We humans can do amazing things together. Think of all the beauty we’ve created in the world. From wall paintings to skyscrapers, we’ve come together to leave awe-inspiring marks on our home.
We’ve also seen people come together to help. Those that rush in when waters rise or the wind blows represent an unforgettable reminder that we can do so much for so many of our brothers and sisters. And we don’t even have to really know them to help.
And, we can be pretty cruel, too.
I recently re-read an old story about people wanting to stone someone who expressed something other than what the ‘learned’ believed, what was ‘accepted’ at the time. Now, this was a long time ago when ‘stoning’ was a thing. Thankfully, it’s practice has reduced dramatically but intergroup strife is still just as prevalent.
There have been lots of examples of the cruelty of groups towards individuals and smaller groups in the past. Some of these attacks were because of something that could not be controlled like skin color or the family into which they were born. Other persecutions were caused by a person’s choice, like the religion they followed or customs they observed. Still others are based on opinions or beliefs.
We no longer ‘throw stones’ to demonstrate our displeasure. Instead, we slander or mock or shout down. In many cases, we gather a group of like-minded friends and ignore or cancel the ‘offending’ person. (‘Cancelling’ or casting out is not a new phenomenon. It’s just more public now. The whole world can see it happen rather than just a small group.)
Maybe they don’t wear the right clothes or believe the same things are cool or are a part of a family that has decided to follow a different religious tradition… or none at all.
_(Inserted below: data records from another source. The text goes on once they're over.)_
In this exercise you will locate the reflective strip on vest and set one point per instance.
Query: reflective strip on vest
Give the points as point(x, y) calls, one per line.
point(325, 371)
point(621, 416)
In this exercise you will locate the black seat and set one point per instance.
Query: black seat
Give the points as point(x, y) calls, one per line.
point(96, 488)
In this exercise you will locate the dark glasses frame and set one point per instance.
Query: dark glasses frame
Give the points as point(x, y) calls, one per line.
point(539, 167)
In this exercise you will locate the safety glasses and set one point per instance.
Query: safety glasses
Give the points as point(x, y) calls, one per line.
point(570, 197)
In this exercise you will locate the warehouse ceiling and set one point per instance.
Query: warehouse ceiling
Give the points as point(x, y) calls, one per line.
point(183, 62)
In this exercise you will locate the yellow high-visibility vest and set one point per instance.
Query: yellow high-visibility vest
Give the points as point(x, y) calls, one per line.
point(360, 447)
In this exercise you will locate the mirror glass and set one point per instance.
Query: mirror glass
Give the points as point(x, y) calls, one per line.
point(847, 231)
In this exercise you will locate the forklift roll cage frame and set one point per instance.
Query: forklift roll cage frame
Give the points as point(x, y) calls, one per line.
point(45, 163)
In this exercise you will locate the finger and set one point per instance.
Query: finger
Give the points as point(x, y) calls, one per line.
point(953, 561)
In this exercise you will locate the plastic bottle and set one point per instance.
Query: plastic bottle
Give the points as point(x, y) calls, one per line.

These experiences are as old as the stones we once threw.
Careful What You Wish For
When we start to ‘throw stones’, we’ve shut ourselves off from both curiosity and humility. Rather than screaming ‘what are you saying?!’, perhaps we’d be better off asking ‘what if?’
The Wright Brothers were mocked relentlessly… until they changed the world by flying their plane. Dr. King was ridiculed, discriminated and imprisoned… until his message became a movement that forced the most powerful country in the world to change its laws. Ann Frank was hunted and hidden… until her words positively influenced millions.
If you find yourself checking for good rocks and warming up your shoulder, you may want to take a minute to think: If the situation were reversed and I was to on the receiving end of this, would I like to be stoned or yelled at or ‘cancelled?’ Would I think that fair?
Most likely, you wouldn’t. Because, in almost all situations, it’s not fair and it’s not right. People can have different opinions or thoughts or beliefs. If it weren’t for disagreements, we humans wouldn’t have learned so much. It’s through open (and even semi-open) back and forth that we are able to learn and change and grow.
Courage to (Really) Listen
Weequahic, it takes courage to listen and ponder something with which you don’t agree, to ask questions with the intent to understand, to ‘reach across the aisle.’ This process takes (a lot) longer than reacting to a text or a headline. But the work is worth it.
You may learn something. Even if you only learn that the human on the ‘other side’ has thought deeply about their position and simply made a different choice, that could be enough. You don’t have to hang out with them or even like them, but I hope you’ll respect their right to choose and have their own opinion.
That takes courage… both ways. And, even though we may have differences, we are a whole lot more alike than we are different. Have a great weekend.